What's next for Parametric Digital Asset Risk Management

  • A delayed payment is required to connect the wallet to the Smart Contract as a Service for improved risk management. Implementation of this functionality is the highest priority.
  • It would be useful to expand the connectivity to different types of PoR/PoS enabled stablecoins, and to additional DeFi lending protocols and vaults.
  • It would be pragmatic to expand the involved parameters to monitor for things like money laundering via increased TUSD & ETH on-chain volume and monitoring of requests that are directed at TornadoCash (if possible).
  • It would be great to fully flesh out the economic structuring of this system, so it could be a self-sustaining risk management system. We initially intended to have the smart contract capture a portion of the Aave interest tokens to act as compensation to the smart contract for the work it performed.
  • It would be especially nice if we were able to create a way for donors to “sponsor” wallets. Donors could use this risk management protocol to protect a sponsored target’s wallet; this would create a financial protection mechanism for individuals in emerging markets, and a tax-deductible donation system for charitable donors.
  • Finally, it would be incredible to see all this work realized in the form of a mainnet deployment on the Ethereum blockchain, or on other EVM compatible blockchains.

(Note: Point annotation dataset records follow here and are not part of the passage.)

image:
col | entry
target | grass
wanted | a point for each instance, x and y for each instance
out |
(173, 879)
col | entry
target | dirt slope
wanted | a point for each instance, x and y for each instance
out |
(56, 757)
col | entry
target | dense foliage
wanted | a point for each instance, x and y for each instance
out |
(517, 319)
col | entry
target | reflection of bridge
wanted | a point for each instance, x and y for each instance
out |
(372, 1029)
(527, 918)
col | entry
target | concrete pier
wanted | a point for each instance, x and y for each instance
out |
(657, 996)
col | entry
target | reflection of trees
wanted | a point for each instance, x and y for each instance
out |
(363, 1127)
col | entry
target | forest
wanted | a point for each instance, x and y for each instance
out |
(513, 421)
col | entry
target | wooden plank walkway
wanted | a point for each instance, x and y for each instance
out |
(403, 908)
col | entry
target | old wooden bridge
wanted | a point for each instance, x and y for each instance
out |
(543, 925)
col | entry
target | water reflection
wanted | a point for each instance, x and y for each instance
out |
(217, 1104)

How we integrated with sponsors

  • Aave: Direct integration with the AAVE platform. Our contract code enabled token deposits and withdrawals with complex triggering conditions to/from the Aave platform.
  • Armanino: Used a web request External Adapter to scrape Armanino TUSD Proof of Reserve and Proof of Supply data from their API. We called this External Adapter installed in a Chainlink node, so we could use the results of the PoR/PoS data to trigger specific smart contract events.

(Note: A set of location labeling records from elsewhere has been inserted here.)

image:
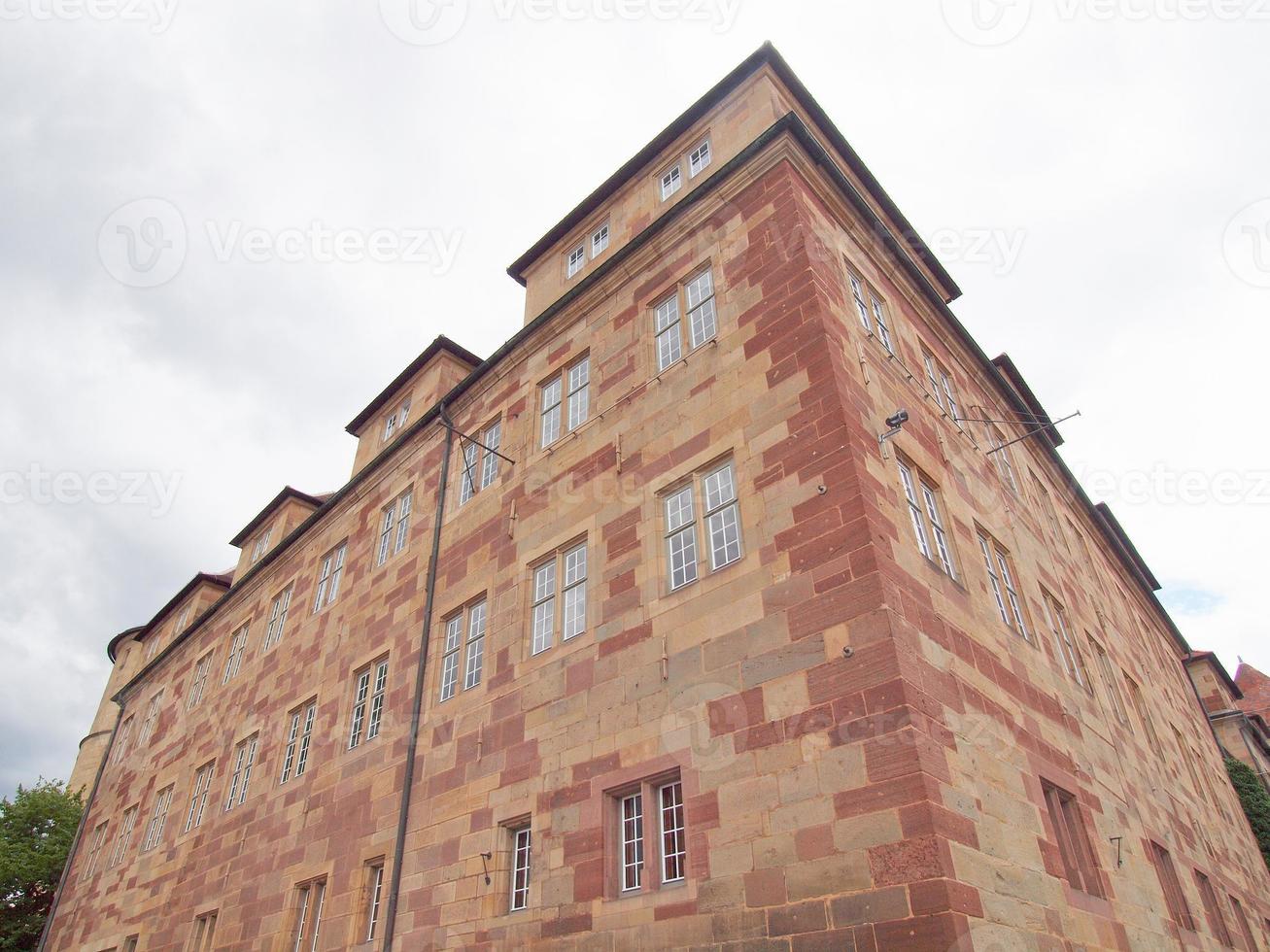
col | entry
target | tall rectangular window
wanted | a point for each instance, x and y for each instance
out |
(521, 847)
(294, 758)
(394, 527)
(238, 648)
(244, 760)
(152, 720)
(203, 935)
(715, 489)
(1173, 889)
(198, 795)
(559, 583)
(277, 617)
(1074, 841)
(923, 512)
(696, 297)
(310, 898)
(94, 851)
(1074, 663)
(327, 576)
(1108, 670)
(373, 899)
(123, 836)
(157, 820)
(1002, 583)
(368, 703)
(1212, 910)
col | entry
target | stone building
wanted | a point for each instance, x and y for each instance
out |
(636, 634)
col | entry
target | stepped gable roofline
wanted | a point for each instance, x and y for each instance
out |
(435, 347)
(766, 54)
(272, 507)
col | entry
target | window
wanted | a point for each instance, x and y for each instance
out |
(394, 527)
(670, 182)
(123, 836)
(662, 848)
(923, 512)
(1241, 919)
(716, 492)
(261, 545)
(371, 684)
(578, 379)
(1001, 456)
(577, 259)
(296, 757)
(480, 462)
(277, 619)
(942, 385)
(521, 844)
(563, 578)
(94, 851)
(1149, 725)
(310, 898)
(1074, 841)
(120, 745)
(1212, 910)
(329, 575)
(1108, 671)
(1002, 583)
(699, 158)
(152, 720)
(454, 654)
(198, 796)
(203, 935)
(699, 301)
(238, 648)
(599, 240)
(244, 758)
(1072, 661)
(1174, 897)
(157, 820)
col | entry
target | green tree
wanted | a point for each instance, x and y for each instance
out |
(36, 832)
(1254, 799)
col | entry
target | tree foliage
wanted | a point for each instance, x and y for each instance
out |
(1254, 799)
(36, 832)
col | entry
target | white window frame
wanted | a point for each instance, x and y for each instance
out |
(700, 157)
(670, 182)
(294, 760)
(558, 596)
(238, 648)
(368, 694)
(329, 575)
(277, 617)
(522, 856)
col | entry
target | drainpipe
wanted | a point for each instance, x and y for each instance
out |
(79, 834)
(417, 710)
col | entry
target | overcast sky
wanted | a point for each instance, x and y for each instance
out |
(1087, 170)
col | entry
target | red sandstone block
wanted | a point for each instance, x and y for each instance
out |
(803, 917)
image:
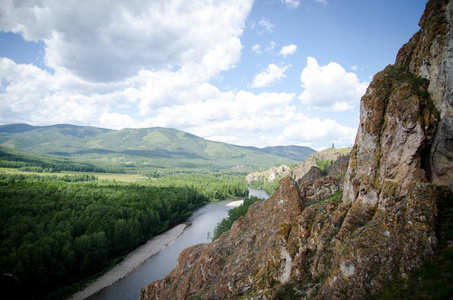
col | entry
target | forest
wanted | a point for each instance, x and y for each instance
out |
(56, 231)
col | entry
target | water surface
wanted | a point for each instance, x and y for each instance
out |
(203, 222)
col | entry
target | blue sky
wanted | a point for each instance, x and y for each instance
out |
(258, 73)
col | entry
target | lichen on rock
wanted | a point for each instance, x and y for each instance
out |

  • Protocol Labs: We used IPFS to deploy and host our project’s website, store and display images on the website, and to display smart contract analytical data on user dashboards.

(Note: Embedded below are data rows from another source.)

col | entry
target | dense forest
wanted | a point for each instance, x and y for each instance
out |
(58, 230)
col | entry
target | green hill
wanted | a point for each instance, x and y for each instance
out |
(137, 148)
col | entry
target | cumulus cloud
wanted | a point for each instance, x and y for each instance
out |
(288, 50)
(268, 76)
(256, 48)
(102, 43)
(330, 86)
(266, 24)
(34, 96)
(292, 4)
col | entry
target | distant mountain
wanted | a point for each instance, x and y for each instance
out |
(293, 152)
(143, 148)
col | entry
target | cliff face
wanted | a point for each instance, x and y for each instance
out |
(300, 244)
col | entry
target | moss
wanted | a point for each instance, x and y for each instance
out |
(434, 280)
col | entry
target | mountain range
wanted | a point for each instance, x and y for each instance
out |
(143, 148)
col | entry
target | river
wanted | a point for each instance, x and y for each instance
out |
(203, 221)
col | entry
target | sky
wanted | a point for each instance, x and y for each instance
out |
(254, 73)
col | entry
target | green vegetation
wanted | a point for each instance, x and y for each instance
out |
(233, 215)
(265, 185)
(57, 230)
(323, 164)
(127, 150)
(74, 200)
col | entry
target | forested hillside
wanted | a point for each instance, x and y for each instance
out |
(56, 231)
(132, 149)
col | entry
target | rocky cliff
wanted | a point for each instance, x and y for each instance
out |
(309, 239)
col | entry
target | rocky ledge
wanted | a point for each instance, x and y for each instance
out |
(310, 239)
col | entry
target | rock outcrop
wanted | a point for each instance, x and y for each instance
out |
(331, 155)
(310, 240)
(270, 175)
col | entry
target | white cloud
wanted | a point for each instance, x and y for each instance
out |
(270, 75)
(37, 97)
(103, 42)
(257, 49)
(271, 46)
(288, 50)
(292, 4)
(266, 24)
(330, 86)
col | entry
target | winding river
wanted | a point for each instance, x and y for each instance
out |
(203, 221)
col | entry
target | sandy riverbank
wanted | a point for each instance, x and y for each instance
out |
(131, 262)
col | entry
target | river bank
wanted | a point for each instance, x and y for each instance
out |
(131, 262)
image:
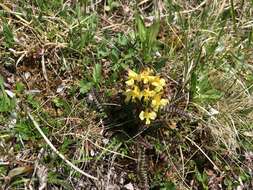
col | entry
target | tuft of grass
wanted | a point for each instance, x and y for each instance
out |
(65, 63)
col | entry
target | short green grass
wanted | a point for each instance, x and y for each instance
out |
(65, 63)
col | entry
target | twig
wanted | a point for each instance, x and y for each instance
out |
(57, 152)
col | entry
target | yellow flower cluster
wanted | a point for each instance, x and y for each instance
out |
(148, 89)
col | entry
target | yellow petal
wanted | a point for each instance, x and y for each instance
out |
(147, 122)
(130, 82)
(164, 102)
(141, 116)
(152, 115)
(132, 74)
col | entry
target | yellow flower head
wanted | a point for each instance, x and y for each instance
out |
(147, 94)
(132, 77)
(148, 89)
(147, 116)
(158, 83)
(158, 102)
(133, 94)
(146, 75)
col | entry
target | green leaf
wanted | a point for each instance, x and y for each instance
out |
(6, 104)
(97, 76)
(8, 35)
(85, 86)
(141, 29)
(153, 32)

  • Social Impact Prize: This project streamlines the donation process of user profits directly to charitable organizations, while teaching users about the transparent nature of blockchain. Donations are given directly to Giveth, a community of makers running a free, open-source, and decentralized application for peer-to-peer donations. All funding for Giveth has been tracked transparently and securely using blockchain technology.